Inheritance Tax Planning
Planning for your legacy and your family's inheritance
Planning for your legacy and your family's inheritance
Ensuring you have thought about those left behind after your death and helping the beneficiaries of your estate involves careful financial planning. There are a number of steps you can take to mitigate tax liabilities on your death and good planning can minimise the tax burden on your estate.
Without advice and careful financial planning, HM Revenue and Customs can become the single largest beneficiary of your estate following your death.
The levels and bases of taxation and reliefs from taxation can change at any time. The value of any tax relief depends on individual circumstances.
Death duties have been with us for centuries, in the guise of Estate Duty, Capital Transfer Tax and now Inheritance Tax (IHT). Irrespective of the name used, the purpose has always and will always be the same; to raise revenue from the estates of citizens.
Once considered a tax on the truly affluent, IHT now affects more estates than ever.
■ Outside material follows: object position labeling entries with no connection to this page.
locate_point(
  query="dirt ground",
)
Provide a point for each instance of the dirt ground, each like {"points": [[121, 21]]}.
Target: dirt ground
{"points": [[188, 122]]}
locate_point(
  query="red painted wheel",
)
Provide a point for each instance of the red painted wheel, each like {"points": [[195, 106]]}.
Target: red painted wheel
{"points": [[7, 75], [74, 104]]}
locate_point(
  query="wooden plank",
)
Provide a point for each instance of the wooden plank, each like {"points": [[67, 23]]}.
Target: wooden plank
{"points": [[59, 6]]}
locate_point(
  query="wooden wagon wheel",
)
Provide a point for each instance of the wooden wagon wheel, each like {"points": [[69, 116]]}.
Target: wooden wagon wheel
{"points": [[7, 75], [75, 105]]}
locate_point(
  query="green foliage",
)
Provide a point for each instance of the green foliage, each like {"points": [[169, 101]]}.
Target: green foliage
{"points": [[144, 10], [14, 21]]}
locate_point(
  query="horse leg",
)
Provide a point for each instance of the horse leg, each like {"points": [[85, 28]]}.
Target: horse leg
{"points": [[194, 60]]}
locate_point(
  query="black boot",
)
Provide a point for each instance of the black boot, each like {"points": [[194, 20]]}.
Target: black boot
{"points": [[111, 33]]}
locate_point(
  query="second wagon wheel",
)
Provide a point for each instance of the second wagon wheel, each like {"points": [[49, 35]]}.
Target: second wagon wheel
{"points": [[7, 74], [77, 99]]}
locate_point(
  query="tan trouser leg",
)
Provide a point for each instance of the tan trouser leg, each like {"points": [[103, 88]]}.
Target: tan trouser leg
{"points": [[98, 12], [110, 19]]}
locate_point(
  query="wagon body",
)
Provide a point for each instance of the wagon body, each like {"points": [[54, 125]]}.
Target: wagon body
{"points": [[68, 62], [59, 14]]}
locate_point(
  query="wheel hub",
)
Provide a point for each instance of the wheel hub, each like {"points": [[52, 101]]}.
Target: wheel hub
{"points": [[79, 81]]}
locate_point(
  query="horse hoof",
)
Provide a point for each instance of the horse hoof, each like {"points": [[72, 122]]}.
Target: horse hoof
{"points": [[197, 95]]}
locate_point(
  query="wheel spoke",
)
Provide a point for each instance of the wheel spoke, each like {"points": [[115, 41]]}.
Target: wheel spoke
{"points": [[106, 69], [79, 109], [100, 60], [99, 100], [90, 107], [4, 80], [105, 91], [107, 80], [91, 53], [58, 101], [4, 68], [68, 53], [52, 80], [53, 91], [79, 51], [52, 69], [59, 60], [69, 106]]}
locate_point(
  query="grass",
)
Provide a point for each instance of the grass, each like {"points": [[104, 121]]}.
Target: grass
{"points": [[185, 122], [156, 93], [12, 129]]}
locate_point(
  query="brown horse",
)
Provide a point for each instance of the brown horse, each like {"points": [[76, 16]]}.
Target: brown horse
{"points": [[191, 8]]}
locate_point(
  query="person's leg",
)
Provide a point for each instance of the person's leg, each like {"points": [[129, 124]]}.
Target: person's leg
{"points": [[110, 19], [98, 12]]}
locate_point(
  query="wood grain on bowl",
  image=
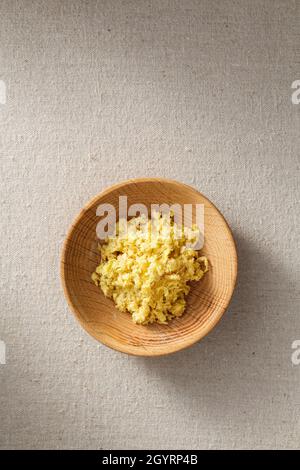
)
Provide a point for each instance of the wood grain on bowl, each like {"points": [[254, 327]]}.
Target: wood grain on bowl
{"points": [[206, 302]]}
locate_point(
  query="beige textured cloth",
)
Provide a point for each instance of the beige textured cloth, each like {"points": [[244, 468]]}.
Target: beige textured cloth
{"points": [[100, 91]]}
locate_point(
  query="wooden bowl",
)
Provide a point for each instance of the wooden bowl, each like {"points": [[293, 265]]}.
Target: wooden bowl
{"points": [[206, 301]]}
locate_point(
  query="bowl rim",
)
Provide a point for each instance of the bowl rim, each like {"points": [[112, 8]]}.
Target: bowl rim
{"points": [[142, 352]]}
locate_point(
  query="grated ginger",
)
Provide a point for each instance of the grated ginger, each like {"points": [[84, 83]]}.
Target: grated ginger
{"points": [[146, 268]]}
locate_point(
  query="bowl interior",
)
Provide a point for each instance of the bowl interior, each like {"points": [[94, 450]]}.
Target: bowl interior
{"points": [[206, 301]]}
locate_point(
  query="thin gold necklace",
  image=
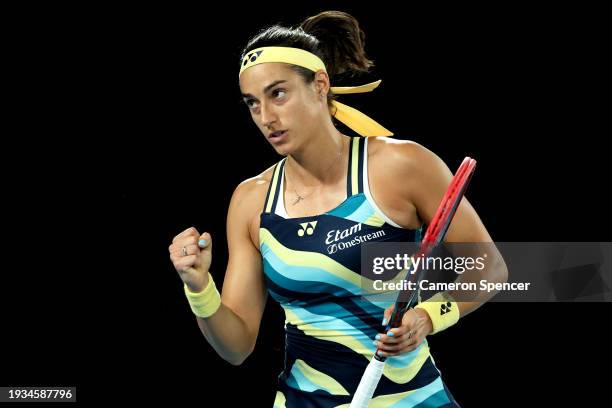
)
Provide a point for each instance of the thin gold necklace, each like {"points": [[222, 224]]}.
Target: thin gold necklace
{"points": [[300, 197]]}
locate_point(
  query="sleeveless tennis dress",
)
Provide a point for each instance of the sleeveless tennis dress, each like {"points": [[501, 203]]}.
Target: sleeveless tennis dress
{"points": [[311, 266]]}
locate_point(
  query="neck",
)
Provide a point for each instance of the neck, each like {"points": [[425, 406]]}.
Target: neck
{"points": [[321, 160]]}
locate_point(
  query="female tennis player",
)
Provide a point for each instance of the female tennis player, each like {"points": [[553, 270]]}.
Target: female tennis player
{"points": [[294, 231]]}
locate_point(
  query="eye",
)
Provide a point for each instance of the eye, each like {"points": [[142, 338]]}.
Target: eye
{"points": [[250, 103], [278, 93]]}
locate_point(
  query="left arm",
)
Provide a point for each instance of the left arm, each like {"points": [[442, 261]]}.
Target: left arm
{"points": [[425, 178]]}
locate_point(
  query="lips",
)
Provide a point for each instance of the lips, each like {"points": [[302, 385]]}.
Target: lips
{"points": [[277, 134]]}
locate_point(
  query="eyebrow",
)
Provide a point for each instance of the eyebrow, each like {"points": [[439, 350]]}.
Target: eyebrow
{"points": [[267, 88]]}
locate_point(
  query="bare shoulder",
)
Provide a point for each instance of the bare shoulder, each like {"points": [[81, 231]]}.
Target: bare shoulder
{"points": [[391, 152], [248, 201], [398, 170]]}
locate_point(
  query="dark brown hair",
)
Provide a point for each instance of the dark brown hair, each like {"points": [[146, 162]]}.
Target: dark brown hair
{"points": [[333, 36]]}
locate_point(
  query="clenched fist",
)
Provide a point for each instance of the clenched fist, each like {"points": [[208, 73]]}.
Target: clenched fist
{"points": [[191, 255]]}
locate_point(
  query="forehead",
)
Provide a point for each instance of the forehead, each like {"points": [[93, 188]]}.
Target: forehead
{"points": [[254, 79]]}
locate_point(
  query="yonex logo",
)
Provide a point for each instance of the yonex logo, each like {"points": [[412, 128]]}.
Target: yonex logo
{"points": [[307, 227], [445, 308], [252, 56]]}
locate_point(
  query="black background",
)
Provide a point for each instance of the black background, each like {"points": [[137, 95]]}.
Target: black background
{"points": [[126, 127]]}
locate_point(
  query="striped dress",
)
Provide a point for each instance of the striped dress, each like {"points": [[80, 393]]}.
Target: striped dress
{"points": [[311, 266]]}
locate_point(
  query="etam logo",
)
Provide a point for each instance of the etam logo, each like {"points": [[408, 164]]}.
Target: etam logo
{"points": [[336, 235]]}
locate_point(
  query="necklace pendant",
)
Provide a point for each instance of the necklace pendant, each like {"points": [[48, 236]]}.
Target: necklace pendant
{"points": [[297, 200]]}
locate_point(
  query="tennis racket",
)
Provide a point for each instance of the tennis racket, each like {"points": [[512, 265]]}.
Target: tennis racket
{"points": [[433, 236]]}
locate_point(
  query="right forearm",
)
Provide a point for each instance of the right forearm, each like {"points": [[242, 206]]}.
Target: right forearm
{"points": [[228, 335]]}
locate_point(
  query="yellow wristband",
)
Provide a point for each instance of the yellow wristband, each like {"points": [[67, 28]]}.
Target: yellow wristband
{"points": [[204, 304], [442, 310]]}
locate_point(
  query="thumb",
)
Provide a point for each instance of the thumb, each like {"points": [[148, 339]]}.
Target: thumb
{"points": [[205, 240], [387, 315]]}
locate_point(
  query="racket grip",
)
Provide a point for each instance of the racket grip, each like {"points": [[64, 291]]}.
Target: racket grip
{"points": [[368, 384]]}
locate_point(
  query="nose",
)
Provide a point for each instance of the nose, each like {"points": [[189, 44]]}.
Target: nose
{"points": [[268, 116]]}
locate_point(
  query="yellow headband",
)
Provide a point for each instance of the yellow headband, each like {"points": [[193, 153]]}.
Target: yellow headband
{"points": [[351, 117]]}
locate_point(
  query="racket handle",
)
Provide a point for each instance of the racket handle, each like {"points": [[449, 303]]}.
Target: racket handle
{"points": [[368, 384]]}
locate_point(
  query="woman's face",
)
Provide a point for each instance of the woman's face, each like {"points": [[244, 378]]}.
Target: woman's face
{"points": [[284, 107]]}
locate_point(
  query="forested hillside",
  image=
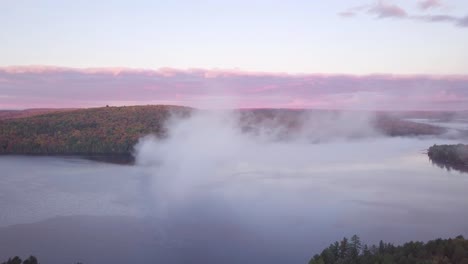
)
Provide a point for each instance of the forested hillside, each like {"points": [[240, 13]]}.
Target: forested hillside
{"points": [[106, 130], [450, 156], [115, 130], [351, 251]]}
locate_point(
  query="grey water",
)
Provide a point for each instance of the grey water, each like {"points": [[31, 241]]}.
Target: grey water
{"points": [[68, 210]]}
It will undoubtedly come as a shock to discover that a large proportion of your wealth, which includes all of your assets such as the family home, investments including Individual Savings Accounts (ISAs), proceeds from life assurance plans, not in trust, and even old family heirlooms might actually have to be sold in order to meet the tax liability on death.
The first £325,000 of an individual’s estate (referred to as the nil rate band) is taxed at 0% and is not therefore liable to IHT.
The entire estate in excess of the nil-rate band is potentially taxed at a flat rate of 40% assuming no charitable bequests.
From 6 April 2020, each person now gets an additional £175,000 allowance to use against the value of their home if passed to a direct descendant (subject to conditions).
The levels and bases of taxation, and reliefs from taxation, can change at any time and are generally dependent on individual circumstances.